Although McCullagh got away with releasing his hound dog on an innocent civilian, he did have to lick a few of his own wounds, so to speak, during his years in the police department.
One time he reported a reckless policeman named James G. Taylor, who was later dismissed from the force. Taylor got his revenge by shooting McCullagh on the corner of Thirty-seventh Street and Ninth Avenue. McCullagh was severally wounded in the attack. Taylor was sent to Sing Sing prison for five years.
McCullagh was also shot in the leg during the Orange Riots of 1871. He returned to the job after only one month of recuperation. Over the next 12 years, he was put in command of several police stations, including those on Leonard, Prince, Oak, Fifth, and East Thirty-fifth Streets.
John H. McCullagh died in his room at the East Thirty-fifth Street police station on March 6, 1893. He had been suffering from inflammatory rheumatism, and on the morning of his death, his throat had closed up, necessitating an emergency tracheotomy performed by Police Surgeon Fleuer and two other doctors.
Because of the medical emergency, the doctors could not transport him to his home at 148 East Forty-ninth Street. His oldest son, John, then a sophomore at Yale, arrived after his passing.
His body was taken by train to Irvington, where he and his wife had a country home.

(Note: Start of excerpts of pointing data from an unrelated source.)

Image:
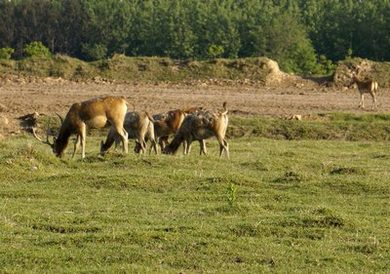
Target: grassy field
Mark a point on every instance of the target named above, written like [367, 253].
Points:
[276, 205]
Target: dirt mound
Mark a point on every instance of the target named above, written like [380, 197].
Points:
[276, 77]
[378, 71]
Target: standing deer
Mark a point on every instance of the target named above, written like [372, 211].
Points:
[94, 113]
[139, 126]
[365, 86]
[200, 126]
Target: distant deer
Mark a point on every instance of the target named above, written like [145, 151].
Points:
[365, 86]
[93, 113]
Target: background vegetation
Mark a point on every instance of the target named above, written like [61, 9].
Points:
[304, 36]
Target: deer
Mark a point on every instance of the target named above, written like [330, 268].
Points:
[167, 124]
[364, 86]
[94, 113]
[139, 126]
[200, 126]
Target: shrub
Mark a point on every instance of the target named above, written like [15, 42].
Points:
[36, 49]
[5, 53]
[94, 52]
[215, 51]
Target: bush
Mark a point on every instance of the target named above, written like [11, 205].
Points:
[94, 52]
[36, 49]
[215, 51]
[5, 53]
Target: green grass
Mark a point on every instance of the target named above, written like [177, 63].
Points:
[276, 205]
[329, 126]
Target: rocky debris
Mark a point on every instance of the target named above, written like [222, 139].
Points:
[3, 108]
[3, 121]
[29, 122]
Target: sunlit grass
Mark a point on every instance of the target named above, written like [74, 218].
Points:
[276, 205]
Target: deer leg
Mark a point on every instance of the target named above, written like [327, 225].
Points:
[374, 106]
[203, 149]
[186, 147]
[223, 146]
[76, 144]
[361, 104]
[83, 133]
[123, 135]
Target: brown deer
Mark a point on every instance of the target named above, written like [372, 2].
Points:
[139, 126]
[200, 126]
[167, 124]
[364, 86]
[94, 113]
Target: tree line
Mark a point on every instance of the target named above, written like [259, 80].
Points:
[304, 36]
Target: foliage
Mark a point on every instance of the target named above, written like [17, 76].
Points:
[296, 33]
[36, 49]
[94, 52]
[6, 53]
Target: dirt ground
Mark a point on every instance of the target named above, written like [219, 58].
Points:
[48, 96]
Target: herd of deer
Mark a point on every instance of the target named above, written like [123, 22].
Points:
[188, 125]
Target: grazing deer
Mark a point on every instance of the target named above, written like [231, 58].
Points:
[365, 86]
[167, 124]
[93, 113]
[139, 126]
[200, 126]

Concordia Hall on Avenue A
Concordia Hall, at 28-30 Avenue A, was a German club house and ballroom at the heart of New York City’s Little Germany, called Kleindeutschland. Many German societies, including the Melomanen (music lover) Society, the Theodor Koerner Lidertafel (a men’s vocal group), the German-American Teachers Association, and the Marshner Maennerchor (men’s chorus) were headquartered in the circa 1871 building.
In the 1880s, Concordia Hall also became a meeting place for local political and social groups, such as the 10th Assembly District Republican Association and the Sozialistischer Frauenbund.

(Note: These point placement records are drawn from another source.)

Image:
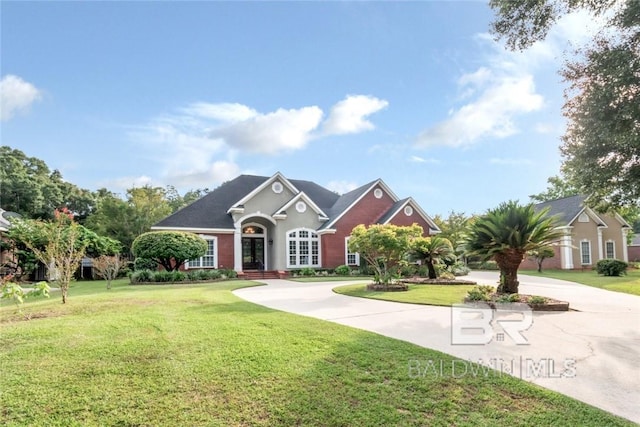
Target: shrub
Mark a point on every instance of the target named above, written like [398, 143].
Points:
[343, 270]
[307, 271]
[537, 300]
[508, 298]
[140, 276]
[144, 264]
[480, 293]
[611, 267]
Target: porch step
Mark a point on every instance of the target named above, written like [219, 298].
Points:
[262, 274]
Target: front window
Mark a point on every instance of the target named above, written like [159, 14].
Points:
[610, 248]
[352, 258]
[585, 252]
[209, 259]
[303, 249]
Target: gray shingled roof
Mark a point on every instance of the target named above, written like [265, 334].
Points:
[211, 210]
[565, 209]
[392, 210]
[343, 202]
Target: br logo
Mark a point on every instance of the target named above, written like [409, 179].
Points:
[479, 323]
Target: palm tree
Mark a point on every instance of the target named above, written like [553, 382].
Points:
[506, 233]
[430, 250]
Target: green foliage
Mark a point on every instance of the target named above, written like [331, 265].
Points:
[32, 190]
[170, 249]
[601, 144]
[480, 293]
[432, 250]
[506, 234]
[144, 264]
[343, 270]
[611, 267]
[383, 247]
[537, 300]
[12, 291]
[459, 269]
[307, 271]
[141, 276]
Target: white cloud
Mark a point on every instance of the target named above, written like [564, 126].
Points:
[342, 187]
[16, 95]
[489, 115]
[127, 182]
[418, 159]
[272, 133]
[510, 162]
[502, 90]
[350, 115]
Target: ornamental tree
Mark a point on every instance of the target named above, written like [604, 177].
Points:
[383, 247]
[170, 249]
[506, 234]
[431, 250]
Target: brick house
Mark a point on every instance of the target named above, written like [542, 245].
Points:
[588, 236]
[257, 223]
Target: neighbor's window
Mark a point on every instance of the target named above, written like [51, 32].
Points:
[209, 259]
[610, 249]
[351, 258]
[585, 252]
[303, 249]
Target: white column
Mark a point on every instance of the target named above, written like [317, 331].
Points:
[600, 255]
[625, 253]
[237, 247]
[567, 251]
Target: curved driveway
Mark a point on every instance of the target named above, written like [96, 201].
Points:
[592, 354]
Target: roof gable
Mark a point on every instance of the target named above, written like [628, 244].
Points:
[400, 205]
[350, 199]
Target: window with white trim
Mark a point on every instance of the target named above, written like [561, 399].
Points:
[610, 249]
[303, 248]
[210, 258]
[351, 258]
[585, 252]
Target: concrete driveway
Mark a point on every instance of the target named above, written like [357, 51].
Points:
[591, 354]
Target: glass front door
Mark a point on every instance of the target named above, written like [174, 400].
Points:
[253, 253]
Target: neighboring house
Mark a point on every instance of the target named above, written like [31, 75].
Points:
[279, 224]
[634, 249]
[589, 236]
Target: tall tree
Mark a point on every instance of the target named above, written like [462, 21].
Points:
[506, 233]
[558, 188]
[431, 250]
[601, 146]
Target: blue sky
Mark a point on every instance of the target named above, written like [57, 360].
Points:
[191, 94]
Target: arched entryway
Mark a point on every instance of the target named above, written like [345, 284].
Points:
[253, 247]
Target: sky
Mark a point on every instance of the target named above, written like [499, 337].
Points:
[192, 94]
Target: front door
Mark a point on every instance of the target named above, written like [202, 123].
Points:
[253, 253]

In 1899, the city proposed to convert the hall into a court house. In the proposal, the five-story building was described as follows:
“The large room is fairly lighted, at the easterly end, by windows opening on the yards of the adjacent lots, and at each easterly corner by windows opening on light shafts; on the Avenue A end the light is ample. There are two ventilators in the ceiling.
So long as the adjacent lots remain as they now are, the light and ventilation will be sufficient, but, this being an interior lot, the possibility of adjacent owners building up to rear lines of their property ought to be considered. This being a tenement district, it is not probable that such buildings will be erected, but the possibility should be provided for, if a long lease is entered into.”
The proposal was voted down, and the building continued to serve as an assembly hall for another 20 years (from 1910 on it was alternately called the Progress Assembly Rooms, Progress Assembly Hall, and Progress Casino).
Sometime around 1920, the building was converted into a department store. By 1939, the building was the home of the Burger-Klein furniture store.
In 1959, a four-alarm fire destroyed the roof and top floor of the building–including the central tower and cupola–resulting in a significant alteration of building’s façade. In other words, a handsome building was converted into a very ugly one.
Although a Burger-Klein sign adorned the side of the building for many years after the furniture store closed, during the late 1990s until about 2013 the building was home to Gracefully, an upscale deli.
By 2014, construction of a New York Sports Club had begun on the site where, 130 years earlier, a German feminist named Miss Block was attacked by a police dog named Black Jack.